E poi, mentire ai suoi amici … non era una cosa che amava, stranamente.
La campanella della scuola iniziò a suonare, ufficialmente decretando la fine dell'ultima ora di scuola per i terreni.
Kabalè sospirò. Fece qualche passo verso Sulfus, avvicinandosi a lui: «Ok, se non vuoi dirmi cosa stia succedendo va bene, per ora …» continuò puntando l'indice verso di lui e spingendolo contro il suo petto: «… ma non devi mentirmi, non devi mentirci».
Sulfus preso da un impeto di rabbia, le scansò il dito da sopra il suo petto: «Sono un diavolo! È nella mia natura mentire!» sottolineò.
Kabalè lo fulminò con lo sguardo e Sulfus non riuscì a controbattere: «Tu puoi mentire, puoi dire qualsiasi balla tu voglia a chiunque …» continuò severa: «ma noi non siamo diavoli qualunque, noi siamo i tuoi amici!»
Un pugno sulla spalla riportò alla realtà Sulfus.
Il diavolo era rimasto davvero spiazzato da quel discorsetto e non tentò nemmeno di reagire al pugno appena incassato. Tutto quello, in un certo senso, sentiva di esserselo meritato …

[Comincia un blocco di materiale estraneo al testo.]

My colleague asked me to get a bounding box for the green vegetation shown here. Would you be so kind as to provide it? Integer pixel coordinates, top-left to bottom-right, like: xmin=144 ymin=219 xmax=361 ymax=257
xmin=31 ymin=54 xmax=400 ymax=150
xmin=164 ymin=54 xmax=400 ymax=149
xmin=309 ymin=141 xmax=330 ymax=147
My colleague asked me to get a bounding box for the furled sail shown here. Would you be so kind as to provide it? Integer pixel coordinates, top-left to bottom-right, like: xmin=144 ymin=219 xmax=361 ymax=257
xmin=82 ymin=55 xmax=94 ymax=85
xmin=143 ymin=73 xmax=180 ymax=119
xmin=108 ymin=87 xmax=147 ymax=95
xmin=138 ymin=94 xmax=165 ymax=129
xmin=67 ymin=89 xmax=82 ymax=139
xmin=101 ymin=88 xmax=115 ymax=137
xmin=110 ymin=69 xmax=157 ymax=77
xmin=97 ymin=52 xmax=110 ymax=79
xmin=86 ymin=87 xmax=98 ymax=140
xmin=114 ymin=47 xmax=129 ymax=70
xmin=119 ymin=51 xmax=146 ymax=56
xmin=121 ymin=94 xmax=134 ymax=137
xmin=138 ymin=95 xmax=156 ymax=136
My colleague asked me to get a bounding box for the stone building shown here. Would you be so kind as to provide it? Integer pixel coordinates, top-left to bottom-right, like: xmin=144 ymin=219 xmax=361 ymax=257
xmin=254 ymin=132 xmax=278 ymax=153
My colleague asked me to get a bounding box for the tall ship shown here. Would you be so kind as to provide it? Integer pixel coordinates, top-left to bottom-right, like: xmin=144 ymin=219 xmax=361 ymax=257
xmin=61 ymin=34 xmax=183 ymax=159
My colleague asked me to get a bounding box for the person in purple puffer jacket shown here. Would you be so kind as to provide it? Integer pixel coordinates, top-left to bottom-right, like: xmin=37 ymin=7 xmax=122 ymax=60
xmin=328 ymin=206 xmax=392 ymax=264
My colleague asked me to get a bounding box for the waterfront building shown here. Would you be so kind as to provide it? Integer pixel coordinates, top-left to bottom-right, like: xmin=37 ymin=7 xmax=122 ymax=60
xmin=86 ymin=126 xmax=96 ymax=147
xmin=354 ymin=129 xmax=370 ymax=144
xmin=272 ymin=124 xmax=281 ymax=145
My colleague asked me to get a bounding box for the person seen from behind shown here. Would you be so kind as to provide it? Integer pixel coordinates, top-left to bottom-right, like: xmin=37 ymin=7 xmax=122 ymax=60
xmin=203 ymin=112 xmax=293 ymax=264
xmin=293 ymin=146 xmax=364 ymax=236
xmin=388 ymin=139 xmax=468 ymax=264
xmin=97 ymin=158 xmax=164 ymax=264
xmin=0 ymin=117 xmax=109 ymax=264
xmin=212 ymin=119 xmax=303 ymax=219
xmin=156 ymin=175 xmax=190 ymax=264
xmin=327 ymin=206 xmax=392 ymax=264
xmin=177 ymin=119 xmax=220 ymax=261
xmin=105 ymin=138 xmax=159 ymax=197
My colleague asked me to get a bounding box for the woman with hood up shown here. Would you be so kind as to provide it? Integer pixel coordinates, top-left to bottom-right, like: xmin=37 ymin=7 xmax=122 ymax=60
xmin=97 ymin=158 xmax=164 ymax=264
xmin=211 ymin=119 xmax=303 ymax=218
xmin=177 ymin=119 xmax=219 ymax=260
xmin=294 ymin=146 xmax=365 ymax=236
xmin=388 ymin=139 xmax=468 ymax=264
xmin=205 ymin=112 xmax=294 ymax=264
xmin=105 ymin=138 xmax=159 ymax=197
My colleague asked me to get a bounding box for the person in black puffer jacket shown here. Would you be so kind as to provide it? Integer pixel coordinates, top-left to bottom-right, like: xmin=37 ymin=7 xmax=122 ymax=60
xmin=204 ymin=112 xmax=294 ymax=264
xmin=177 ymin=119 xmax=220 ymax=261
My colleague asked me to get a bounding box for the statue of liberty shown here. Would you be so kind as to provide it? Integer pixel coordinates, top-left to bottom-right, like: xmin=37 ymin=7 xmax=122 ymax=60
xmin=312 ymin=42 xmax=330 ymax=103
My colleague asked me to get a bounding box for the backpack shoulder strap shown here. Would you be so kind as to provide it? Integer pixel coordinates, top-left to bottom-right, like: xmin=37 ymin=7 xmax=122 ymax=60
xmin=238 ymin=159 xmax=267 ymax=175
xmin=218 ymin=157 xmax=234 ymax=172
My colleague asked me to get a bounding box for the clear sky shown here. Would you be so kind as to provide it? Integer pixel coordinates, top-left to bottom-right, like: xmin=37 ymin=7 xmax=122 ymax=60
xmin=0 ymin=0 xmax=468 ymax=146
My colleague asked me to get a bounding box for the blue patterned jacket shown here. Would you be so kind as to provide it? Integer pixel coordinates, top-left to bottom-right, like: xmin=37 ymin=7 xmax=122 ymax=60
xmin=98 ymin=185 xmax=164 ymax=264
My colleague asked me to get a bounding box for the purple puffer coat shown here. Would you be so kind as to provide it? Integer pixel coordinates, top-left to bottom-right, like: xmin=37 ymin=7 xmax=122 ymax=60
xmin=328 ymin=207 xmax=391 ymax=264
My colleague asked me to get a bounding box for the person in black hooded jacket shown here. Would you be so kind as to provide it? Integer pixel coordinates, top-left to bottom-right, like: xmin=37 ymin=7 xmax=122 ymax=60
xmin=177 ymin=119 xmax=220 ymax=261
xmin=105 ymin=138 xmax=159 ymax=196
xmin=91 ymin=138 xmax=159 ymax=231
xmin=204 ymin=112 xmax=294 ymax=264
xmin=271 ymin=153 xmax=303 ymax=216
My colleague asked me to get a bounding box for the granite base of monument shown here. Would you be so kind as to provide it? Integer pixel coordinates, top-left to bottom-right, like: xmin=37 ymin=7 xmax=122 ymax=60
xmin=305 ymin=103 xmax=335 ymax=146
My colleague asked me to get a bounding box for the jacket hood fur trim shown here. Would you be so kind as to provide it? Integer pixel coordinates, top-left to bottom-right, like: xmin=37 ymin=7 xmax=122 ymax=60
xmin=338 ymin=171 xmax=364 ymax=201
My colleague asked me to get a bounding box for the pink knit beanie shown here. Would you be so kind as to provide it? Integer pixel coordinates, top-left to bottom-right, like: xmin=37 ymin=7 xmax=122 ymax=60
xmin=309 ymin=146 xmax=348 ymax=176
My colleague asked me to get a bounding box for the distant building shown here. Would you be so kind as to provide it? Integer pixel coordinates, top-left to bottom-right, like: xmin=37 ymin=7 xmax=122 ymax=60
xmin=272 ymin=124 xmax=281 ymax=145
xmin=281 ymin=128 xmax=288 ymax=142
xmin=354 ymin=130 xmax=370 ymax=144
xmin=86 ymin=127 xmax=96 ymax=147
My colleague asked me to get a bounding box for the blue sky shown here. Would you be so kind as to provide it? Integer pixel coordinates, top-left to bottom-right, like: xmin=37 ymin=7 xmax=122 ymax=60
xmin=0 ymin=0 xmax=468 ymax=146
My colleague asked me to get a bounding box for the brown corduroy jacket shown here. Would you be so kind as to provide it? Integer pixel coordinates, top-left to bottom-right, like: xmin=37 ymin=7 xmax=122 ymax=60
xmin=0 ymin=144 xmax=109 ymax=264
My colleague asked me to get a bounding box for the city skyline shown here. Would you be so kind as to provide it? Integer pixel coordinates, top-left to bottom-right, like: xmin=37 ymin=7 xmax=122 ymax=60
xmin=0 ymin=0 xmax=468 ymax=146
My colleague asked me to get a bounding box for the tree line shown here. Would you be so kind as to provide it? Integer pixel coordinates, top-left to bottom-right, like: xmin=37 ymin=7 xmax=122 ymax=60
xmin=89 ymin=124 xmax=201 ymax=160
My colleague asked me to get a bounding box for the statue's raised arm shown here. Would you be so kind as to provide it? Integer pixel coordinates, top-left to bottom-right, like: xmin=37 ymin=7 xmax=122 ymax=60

«Ehy Sulfus!» sentì una voce chiamarlo appena mise piede fuori dall'aula di scienze. Due diavoli del primo anno gli si avvicinarono con il fiatone: «C'è Gas che deve farti vedere una cosa molto, molto importante!»
«Così ha raccomandato di dirti: molto importante!» e rimarcò volutamente 'molto' con una certa enfasi.
Sulfus non sapeva se fidarsi o meno.
“È già un'orribile giornata, cos'altro mai potrà rovinarla più di così?”




Note
HANWI: significa "sole della notte", nome che appartiene alla dea Sioux della luna, nonché compagna di Wi, spirito solare del bisonte.